Republicans blamed the problems on the lightning speed with which the bill moved from concept to final passage. The Senate passed a 3 percent increase that would be phased in over three years, but the House leadership decided to impose the full increase in the first year.
Word of the House leaders' intentions circulated in the State House for about two weeks while the Senate version languished in the House Rules Committee. Then, on the Saturday before the session ended, the tax bill was rewritten and unveiled at a subcommittee meeting.
Lobbyists for the alcohol and hospitality industries looked defeated. Health care advocates bounced around the committee room with smiles.
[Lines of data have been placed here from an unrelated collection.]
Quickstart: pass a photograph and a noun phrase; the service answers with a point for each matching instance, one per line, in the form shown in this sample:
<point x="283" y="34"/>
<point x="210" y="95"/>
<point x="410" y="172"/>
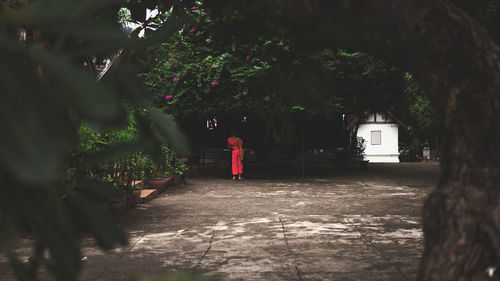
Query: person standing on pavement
<point x="235" y="144"/>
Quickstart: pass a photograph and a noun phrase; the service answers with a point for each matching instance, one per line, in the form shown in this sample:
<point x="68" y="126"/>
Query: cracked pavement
<point x="350" y="225"/>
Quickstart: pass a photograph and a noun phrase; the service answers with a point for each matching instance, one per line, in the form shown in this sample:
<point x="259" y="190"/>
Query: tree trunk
<point x="458" y="63"/>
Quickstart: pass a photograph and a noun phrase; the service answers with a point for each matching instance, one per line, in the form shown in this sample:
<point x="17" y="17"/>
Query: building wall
<point x="387" y="150"/>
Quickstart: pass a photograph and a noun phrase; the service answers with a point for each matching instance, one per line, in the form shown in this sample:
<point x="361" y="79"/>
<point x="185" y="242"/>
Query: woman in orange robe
<point x="236" y="145"/>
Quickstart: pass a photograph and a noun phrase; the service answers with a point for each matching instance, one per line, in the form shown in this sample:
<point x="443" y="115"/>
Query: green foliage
<point x="358" y="150"/>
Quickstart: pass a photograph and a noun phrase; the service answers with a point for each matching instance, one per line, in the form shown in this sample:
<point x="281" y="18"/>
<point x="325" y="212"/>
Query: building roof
<point x="354" y="120"/>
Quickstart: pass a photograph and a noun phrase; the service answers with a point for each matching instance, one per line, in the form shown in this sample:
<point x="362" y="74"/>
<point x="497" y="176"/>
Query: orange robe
<point x="237" y="164"/>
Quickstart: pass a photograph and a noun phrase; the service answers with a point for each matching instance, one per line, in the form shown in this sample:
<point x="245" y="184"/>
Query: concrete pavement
<point x="351" y="225"/>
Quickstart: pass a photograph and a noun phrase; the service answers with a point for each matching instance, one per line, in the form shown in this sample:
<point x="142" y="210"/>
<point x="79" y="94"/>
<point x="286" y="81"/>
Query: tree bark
<point x="458" y="63"/>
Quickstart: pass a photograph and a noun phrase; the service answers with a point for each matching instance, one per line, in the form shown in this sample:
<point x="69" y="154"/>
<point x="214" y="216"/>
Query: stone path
<point x="356" y="225"/>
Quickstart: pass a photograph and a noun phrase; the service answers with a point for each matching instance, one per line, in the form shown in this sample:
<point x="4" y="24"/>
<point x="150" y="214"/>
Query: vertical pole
<point x="302" y="143"/>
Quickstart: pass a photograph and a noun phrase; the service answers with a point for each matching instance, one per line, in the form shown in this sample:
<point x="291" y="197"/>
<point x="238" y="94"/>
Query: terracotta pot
<point x="117" y="205"/>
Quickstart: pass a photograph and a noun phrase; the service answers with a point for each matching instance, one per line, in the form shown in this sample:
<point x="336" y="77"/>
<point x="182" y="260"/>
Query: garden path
<point x="351" y="225"/>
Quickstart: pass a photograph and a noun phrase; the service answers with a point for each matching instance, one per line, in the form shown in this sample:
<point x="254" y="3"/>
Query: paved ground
<point x="352" y="225"/>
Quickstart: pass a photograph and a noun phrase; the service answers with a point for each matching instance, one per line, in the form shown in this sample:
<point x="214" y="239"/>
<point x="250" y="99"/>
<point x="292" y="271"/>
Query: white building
<point x="380" y="131"/>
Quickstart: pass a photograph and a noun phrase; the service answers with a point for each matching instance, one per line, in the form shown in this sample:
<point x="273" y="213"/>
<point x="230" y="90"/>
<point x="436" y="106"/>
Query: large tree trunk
<point x="458" y="63"/>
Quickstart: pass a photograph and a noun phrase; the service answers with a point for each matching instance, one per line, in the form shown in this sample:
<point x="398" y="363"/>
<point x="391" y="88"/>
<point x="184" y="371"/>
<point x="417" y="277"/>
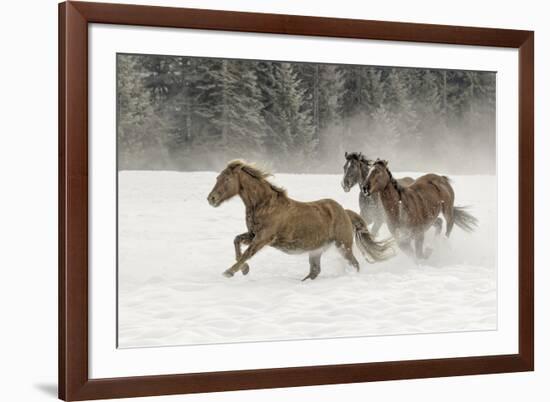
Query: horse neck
<point x="256" y="193"/>
<point x="364" y="169"/>
<point x="391" y="197"/>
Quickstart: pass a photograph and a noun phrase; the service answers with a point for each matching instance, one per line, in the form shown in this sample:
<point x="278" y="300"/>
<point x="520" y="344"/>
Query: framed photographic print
<point x="258" y="200"/>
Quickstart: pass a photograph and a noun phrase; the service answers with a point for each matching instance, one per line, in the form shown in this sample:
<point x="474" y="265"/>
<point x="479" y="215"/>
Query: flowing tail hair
<point x="371" y="249"/>
<point x="464" y="220"/>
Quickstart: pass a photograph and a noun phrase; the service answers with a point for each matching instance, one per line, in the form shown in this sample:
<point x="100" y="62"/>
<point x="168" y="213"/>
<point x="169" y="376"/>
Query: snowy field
<point x="173" y="248"/>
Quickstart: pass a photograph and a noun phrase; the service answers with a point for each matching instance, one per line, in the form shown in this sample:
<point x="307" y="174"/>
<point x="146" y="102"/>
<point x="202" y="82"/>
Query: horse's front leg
<point x="376" y="226"/>
<point x="257" y="243"/>
<point x="245" y="238"/>
<point x="419" y="247"/>
<point x="405" y="246"/>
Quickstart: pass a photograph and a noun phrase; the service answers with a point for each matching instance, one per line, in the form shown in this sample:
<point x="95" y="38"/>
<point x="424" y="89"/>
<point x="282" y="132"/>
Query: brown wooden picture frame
<point x="74" y="381"/>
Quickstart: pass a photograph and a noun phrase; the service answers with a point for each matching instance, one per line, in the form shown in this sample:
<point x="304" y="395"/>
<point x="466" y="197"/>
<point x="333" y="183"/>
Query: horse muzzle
<point x="213" y="200"/>
<point x="345" y="187"/>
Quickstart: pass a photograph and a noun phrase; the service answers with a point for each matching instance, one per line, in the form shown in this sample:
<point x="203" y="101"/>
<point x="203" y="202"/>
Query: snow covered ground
<point x="173" y="248"/>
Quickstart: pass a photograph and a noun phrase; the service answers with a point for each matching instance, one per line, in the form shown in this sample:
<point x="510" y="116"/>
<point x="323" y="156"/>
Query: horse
<point x="371" y="209"/>
<point x="274" y="219"/>
<point x="411" y="210"/>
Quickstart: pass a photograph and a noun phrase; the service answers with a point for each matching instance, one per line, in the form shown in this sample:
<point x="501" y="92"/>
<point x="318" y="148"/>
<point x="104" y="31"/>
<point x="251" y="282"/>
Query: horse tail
<point x="371" y="249"/>
<point x="464" y="220"/>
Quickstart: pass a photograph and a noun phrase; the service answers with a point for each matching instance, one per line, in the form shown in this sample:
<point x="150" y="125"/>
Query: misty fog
<point x="187" y="113"/>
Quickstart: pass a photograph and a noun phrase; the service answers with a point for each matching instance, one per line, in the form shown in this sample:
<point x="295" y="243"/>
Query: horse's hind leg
<point x="448" y="213"/>
<point x="314" y="266"/>
<point x="244" y="238"/>
<point x="347" y="253"/>
<point x="438" y="225"/>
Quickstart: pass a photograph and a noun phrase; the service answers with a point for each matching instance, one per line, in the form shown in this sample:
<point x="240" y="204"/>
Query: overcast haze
<point x="185" y="114"/>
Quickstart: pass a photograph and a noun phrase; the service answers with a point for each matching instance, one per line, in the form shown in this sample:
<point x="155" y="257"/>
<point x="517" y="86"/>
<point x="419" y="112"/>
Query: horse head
<point x="354" y="169"/>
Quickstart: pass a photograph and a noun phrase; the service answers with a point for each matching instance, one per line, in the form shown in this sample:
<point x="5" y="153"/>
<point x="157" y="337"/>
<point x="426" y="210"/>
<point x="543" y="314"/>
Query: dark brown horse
<point x="412" y="210"/>
<point x="356" y="169"/>
<point x="273" y="219"/>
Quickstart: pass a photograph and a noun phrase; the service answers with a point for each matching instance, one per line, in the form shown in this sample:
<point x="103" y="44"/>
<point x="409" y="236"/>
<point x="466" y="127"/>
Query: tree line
<point x="189" y="113"/>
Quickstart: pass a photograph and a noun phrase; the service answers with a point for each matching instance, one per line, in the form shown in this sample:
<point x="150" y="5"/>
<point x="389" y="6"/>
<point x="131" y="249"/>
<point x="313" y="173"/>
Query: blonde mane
<point x="256" y="172"/>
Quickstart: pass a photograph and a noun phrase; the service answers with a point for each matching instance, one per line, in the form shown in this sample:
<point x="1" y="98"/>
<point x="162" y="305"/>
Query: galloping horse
<point x="273" y="219"/>
<point x="356" y="169"/>
<point x="412" y="210"/>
Within hours, the full committee voted the new bill to the House floor, where it passed shortly before midnight after a raucous floor debate. The final version cleared the House and Senate two days later, hours before the legislature adjourned.
An earlier version of this story did not account for school construction funds going to Montgomery County. The Sun regrets the error.
Sales tax surcharge
Beginning Friday, the state will require bars, restaurants and liquor stores to assess a 9 percent sales tax on alcoholic beverages.
The increase is expected to net the state an additional $87 million annually.